Up until now, the bold thesis of this blog post has been nothing more than a musing. However, a recent MIT study should help cement the argument in real-world data. You know, the one that’s been all over social media lately. 

Researchers wanted to examine how AI tools impacted cognitive engagement. Over the course of four months, 54 adults were asked to write a series of essays using either AI, a search engine, or their own unassisted thinking. Researchers measured cognitive engagement through brain activity and linguistic analysis. The findings showed that participants in the AI group exhibited significantly lower engagement than the other two groups. Their brains literally went from active participants to passive delegators. 83% of them couldn’t recall a single sentence from the essays they’d written.
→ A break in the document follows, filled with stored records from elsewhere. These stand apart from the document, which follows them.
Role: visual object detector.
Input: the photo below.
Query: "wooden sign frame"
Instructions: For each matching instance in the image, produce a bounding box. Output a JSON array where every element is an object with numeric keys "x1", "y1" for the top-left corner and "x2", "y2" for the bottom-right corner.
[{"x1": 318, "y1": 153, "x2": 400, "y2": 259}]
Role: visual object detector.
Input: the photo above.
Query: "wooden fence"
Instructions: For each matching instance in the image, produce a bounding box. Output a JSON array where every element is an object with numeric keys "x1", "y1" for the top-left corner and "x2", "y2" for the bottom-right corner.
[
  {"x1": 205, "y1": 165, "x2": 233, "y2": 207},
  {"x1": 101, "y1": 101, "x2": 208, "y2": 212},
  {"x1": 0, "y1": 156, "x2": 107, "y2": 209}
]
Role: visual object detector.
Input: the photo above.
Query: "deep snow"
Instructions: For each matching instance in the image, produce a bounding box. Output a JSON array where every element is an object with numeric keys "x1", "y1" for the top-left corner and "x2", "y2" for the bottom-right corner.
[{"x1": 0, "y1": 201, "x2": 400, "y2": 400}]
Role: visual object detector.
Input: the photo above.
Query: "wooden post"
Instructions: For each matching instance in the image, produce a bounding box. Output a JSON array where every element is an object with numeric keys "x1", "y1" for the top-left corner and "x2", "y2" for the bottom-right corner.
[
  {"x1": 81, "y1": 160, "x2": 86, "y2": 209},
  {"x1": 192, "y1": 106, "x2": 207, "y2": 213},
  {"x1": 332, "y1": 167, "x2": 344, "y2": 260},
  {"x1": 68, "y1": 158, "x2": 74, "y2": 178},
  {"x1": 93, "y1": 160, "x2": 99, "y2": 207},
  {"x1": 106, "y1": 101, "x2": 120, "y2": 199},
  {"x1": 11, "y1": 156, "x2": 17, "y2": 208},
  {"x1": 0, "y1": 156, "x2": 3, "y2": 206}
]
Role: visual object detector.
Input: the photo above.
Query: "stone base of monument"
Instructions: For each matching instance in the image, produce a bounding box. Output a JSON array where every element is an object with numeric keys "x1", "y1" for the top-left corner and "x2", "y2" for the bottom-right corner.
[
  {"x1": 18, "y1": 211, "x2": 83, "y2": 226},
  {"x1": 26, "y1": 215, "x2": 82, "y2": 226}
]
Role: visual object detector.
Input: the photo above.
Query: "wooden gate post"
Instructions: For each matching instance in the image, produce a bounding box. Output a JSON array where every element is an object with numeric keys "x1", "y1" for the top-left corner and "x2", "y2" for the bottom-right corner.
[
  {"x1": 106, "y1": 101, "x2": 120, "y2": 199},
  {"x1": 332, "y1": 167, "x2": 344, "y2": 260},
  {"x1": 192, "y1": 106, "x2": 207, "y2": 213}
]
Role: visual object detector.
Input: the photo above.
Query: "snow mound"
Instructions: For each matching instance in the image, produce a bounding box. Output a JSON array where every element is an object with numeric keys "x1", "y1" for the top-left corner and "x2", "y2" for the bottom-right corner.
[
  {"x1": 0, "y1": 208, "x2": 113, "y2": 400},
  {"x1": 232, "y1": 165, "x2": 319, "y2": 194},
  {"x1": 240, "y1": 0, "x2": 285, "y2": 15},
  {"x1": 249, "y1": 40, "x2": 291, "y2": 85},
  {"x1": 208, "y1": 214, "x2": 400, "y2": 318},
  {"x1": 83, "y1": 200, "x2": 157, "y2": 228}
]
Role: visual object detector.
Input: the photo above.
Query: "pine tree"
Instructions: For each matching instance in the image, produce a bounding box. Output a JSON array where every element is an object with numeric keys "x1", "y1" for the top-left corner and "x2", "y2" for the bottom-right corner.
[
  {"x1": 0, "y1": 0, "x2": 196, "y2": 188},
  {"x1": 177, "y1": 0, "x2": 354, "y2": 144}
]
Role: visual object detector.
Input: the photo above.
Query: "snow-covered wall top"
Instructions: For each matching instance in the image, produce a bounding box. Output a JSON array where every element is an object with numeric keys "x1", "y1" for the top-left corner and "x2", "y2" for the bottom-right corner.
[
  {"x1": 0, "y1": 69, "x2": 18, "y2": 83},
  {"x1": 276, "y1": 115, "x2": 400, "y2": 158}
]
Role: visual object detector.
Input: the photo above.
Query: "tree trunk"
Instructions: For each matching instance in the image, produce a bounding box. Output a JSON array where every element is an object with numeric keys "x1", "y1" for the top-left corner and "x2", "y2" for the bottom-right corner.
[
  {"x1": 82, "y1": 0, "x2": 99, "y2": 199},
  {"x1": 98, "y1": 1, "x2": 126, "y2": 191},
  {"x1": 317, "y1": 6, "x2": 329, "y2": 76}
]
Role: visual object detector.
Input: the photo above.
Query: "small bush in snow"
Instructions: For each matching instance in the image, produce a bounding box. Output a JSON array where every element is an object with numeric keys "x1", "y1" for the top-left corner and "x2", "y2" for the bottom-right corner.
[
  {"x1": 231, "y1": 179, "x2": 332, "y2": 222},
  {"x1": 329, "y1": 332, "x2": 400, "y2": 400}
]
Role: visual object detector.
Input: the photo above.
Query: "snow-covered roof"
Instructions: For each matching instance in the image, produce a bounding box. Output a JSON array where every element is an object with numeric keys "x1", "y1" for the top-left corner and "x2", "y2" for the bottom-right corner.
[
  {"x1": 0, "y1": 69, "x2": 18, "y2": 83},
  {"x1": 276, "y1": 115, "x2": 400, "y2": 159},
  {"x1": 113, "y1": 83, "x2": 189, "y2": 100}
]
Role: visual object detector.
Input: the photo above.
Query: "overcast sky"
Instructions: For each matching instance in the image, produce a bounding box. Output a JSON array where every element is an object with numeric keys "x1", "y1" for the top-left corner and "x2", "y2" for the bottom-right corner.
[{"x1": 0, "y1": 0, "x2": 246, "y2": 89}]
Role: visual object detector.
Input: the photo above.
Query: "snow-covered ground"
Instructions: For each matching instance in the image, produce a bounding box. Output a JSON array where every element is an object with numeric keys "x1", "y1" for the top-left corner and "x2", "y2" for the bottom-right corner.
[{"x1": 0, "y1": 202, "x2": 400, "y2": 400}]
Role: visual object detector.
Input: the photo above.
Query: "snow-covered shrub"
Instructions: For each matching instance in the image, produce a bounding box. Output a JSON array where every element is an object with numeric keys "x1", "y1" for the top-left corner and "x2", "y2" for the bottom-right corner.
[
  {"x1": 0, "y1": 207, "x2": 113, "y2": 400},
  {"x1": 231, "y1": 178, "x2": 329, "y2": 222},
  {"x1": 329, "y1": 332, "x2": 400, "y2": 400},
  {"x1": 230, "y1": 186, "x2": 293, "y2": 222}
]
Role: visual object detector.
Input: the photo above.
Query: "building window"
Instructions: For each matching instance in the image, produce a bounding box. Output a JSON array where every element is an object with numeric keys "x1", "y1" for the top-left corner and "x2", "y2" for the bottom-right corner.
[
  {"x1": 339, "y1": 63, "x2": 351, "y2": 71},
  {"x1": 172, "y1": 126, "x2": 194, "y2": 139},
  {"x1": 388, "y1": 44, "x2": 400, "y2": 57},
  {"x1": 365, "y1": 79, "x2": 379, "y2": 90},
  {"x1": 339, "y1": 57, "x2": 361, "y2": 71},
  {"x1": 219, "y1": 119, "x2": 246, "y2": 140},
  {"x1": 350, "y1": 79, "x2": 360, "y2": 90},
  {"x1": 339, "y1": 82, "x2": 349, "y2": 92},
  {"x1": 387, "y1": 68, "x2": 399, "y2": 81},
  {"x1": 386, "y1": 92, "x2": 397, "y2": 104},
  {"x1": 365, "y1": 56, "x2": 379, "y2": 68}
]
Even after stopping AI use, their brains remained under-engaged and performed worse than those who never used AI. It’s a clear example of how over-reliance on AI atrophies our ability to think. 
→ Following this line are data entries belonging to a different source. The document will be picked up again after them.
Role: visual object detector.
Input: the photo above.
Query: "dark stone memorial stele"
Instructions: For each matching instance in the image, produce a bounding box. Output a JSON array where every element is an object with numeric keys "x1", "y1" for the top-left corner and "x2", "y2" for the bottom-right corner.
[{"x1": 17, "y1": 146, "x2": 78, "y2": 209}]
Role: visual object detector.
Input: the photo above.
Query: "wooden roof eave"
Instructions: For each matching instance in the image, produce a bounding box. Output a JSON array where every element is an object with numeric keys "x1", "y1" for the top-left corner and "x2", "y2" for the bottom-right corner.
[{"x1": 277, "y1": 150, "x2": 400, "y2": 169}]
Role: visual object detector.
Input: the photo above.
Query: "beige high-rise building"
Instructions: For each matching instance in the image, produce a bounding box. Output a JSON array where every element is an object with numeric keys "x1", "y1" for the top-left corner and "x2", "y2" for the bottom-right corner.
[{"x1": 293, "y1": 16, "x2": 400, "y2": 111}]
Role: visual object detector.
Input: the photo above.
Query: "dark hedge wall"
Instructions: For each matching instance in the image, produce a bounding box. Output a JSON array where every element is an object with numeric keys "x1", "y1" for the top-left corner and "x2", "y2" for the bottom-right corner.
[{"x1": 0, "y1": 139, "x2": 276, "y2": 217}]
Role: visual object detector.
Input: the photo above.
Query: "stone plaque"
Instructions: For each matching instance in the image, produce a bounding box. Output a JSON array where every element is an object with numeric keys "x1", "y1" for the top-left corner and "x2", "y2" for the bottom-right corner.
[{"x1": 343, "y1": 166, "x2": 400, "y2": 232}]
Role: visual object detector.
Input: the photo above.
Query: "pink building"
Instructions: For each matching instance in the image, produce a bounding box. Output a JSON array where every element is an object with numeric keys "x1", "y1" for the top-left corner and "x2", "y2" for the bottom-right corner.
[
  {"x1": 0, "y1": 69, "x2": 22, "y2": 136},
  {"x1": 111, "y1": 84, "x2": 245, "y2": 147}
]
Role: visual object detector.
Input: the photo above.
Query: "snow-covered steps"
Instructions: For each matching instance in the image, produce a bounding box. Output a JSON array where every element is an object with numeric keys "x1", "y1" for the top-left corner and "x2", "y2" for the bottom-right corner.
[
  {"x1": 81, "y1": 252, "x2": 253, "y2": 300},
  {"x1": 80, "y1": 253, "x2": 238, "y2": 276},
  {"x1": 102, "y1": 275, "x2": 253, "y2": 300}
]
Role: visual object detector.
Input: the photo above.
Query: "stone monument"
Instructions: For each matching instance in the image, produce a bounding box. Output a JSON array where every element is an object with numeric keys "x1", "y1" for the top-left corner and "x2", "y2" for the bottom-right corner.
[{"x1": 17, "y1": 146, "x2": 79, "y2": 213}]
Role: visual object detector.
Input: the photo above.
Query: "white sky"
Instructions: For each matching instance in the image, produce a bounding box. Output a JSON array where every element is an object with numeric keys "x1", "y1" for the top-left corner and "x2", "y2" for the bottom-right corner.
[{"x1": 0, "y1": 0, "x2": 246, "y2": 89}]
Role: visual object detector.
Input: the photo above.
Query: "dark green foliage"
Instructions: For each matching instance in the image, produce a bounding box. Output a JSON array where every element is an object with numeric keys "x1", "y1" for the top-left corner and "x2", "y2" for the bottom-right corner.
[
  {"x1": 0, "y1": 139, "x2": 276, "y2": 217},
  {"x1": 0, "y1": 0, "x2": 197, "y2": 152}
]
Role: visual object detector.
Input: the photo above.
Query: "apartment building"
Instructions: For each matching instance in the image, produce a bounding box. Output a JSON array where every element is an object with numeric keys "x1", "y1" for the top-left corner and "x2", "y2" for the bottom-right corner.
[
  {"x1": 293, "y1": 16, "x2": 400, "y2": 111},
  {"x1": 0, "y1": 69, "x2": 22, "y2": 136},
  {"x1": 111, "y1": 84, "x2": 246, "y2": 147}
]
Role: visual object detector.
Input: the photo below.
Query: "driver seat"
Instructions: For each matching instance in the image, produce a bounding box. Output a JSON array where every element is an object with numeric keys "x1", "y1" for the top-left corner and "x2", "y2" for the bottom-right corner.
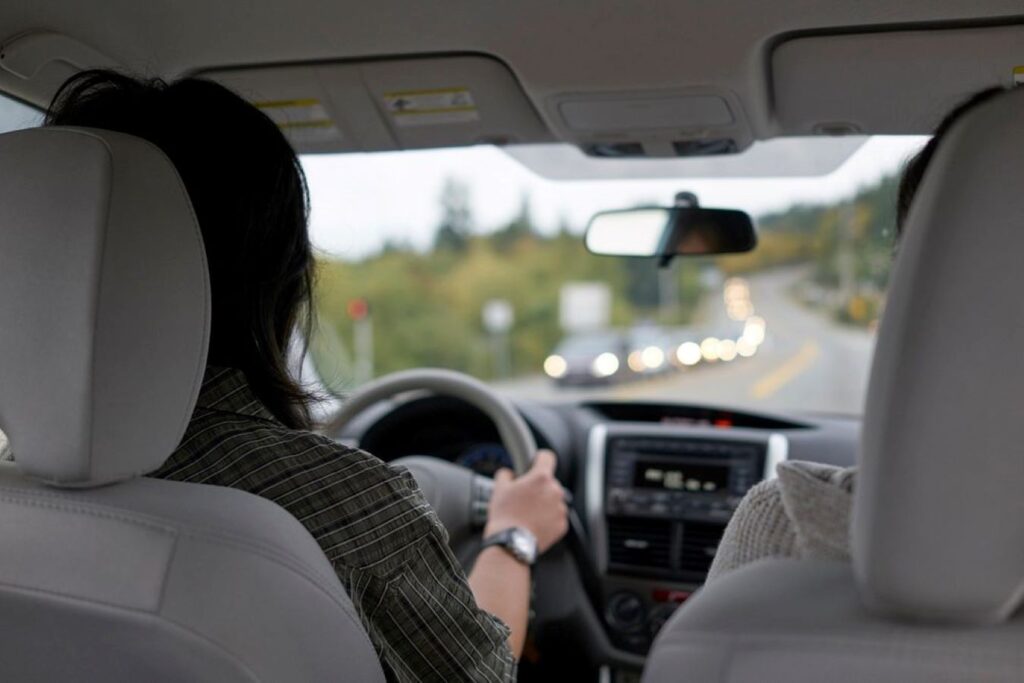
[
  {"x1": 643, "y1": 88, "x2": 1024, "y2": 683},
  {"x1": 0, "y1": 127, "x2": 384, "y2": 683}
]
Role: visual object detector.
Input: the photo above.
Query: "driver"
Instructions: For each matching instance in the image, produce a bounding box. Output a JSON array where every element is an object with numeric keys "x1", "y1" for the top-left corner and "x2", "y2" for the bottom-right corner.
[{"x1": 46, "y1": 71, "x2": 567, "y2": 683}]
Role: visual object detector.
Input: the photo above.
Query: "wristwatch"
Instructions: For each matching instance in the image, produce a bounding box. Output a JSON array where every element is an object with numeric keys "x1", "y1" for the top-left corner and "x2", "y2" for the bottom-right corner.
[{"x1": 480, "y1": 526, "x2": 537, "y2": 566}]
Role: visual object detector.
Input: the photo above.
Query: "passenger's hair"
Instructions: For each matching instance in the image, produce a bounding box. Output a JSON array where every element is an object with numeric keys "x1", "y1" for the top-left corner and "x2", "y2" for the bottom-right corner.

This isn’t an isolated example. An older, 2023 study conducted among universities in Pakistan and China found a 28% decline in decision-making ability among students using AI. A separate peer-reviewed study found a strong negative correlation between AI tool usage and critical thinking ability. Interestingly, the impacts were particularly profound on younger participants. 

The pattern is clear. My example above is validated—critical thinking, like muscles, can atrophy without regular training. AI tools, which are so wonderfully convenient, make it easier for us to abdicate that effort. Without intentional guardrails, we’ll continue to see a decline in critical thinking skills.  

The Prompt Forward 

The MIT study didn’t just show that AI use leads to lower engagement; it also revealed how to get the most out of these tools without sacrificing critical thinking. The group that started by thinking for themselves and only integrated AI later showed the highest brain activity. They were more engaged, retained more information, and expressed greater ownership over their work. In contrast, the group that relied on ChatGPT from the beginning not only produced more formulaic, “soulless” writing, but by the end, many had resorted to copy-and-paste, skipping almost all independent thinking.
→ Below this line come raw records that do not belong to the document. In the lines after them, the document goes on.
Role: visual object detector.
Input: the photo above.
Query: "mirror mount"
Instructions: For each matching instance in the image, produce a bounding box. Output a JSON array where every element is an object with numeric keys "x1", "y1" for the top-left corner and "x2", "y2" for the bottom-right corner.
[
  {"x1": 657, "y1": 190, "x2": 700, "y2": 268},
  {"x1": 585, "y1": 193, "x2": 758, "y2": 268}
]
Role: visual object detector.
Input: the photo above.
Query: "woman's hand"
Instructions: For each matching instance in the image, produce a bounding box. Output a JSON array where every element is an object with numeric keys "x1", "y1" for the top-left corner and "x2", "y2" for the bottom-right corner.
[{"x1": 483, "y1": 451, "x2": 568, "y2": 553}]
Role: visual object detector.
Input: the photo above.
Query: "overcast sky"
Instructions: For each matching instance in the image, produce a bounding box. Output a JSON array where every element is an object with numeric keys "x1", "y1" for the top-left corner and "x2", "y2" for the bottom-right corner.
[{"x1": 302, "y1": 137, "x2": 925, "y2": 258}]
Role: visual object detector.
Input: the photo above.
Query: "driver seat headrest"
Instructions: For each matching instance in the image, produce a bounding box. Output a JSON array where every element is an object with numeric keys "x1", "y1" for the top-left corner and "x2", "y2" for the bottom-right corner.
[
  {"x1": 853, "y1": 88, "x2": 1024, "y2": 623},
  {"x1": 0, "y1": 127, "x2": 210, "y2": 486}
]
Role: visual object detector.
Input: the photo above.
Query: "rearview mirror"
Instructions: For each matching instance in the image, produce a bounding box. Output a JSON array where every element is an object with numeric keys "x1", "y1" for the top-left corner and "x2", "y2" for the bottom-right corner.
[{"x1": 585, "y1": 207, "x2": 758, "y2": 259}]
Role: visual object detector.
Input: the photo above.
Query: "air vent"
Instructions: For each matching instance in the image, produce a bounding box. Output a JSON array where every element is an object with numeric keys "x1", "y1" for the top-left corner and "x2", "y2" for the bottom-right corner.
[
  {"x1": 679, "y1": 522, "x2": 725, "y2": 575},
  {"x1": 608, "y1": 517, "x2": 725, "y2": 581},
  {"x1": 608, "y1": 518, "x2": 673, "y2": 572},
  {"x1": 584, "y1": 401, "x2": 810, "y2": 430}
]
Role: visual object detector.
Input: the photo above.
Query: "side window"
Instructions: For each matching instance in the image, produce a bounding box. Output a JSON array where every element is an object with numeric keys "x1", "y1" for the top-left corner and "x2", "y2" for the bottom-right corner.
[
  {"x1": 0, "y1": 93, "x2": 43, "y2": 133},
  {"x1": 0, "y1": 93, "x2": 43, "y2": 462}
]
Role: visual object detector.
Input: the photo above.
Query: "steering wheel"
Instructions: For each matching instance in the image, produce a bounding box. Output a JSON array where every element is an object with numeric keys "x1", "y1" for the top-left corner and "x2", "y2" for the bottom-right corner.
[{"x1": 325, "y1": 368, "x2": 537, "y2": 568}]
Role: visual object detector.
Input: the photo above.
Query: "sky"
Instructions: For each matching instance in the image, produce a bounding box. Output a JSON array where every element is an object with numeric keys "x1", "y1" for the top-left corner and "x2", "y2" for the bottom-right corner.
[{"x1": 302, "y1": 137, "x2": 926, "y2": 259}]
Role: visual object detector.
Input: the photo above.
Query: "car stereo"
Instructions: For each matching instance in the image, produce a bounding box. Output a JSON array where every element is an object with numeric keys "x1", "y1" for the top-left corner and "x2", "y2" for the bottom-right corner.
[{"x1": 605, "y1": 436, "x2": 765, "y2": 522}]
For me, that’s the lesson: don’t start with AI. Build in “non-AI time” for the first pass at a problem. Whether it’s drafting a document, brainstorming ideas, or writing code. Use the tool as an amplifier, not a crutch. Personally, I’ve designated time in my calendar where I intentionally avoid the use of AI tools. This simple shift keeps the neural “muscles” of critical thinking active while still letting you benefit from the leverage AI provides. Without that discipline, we risk training our brains to sit on the sidelines while the machine does the work.

Epilogue: Maintaining our Humanity 

We’re living in a time of immense change. Political instability is reshaping nations, fueling civil unrest. International law is being undermined by the very leaders who swore to uphold it. And younger generations are questioning the philosophies that define societies. 

It’s disorienting and feels as though rage is the overwhelming emotion in the zeitgeist. 

The risk with AI is that it provides a convenient solution for the disorientation. A simple prompt can amplify echo chambers, feed loneliness, and reinforce our biases, all while surreptitiously supplanting our ability to think.

The ability to think is the most innately human characteristic, and I worry that if we give that up, we will lose sight of ourselves at a time in the world when humanity is needed most. 

Key Takeaway: Be intentional about how you use AI. Carve out cycles of non-AI time to preserve your critical thinking.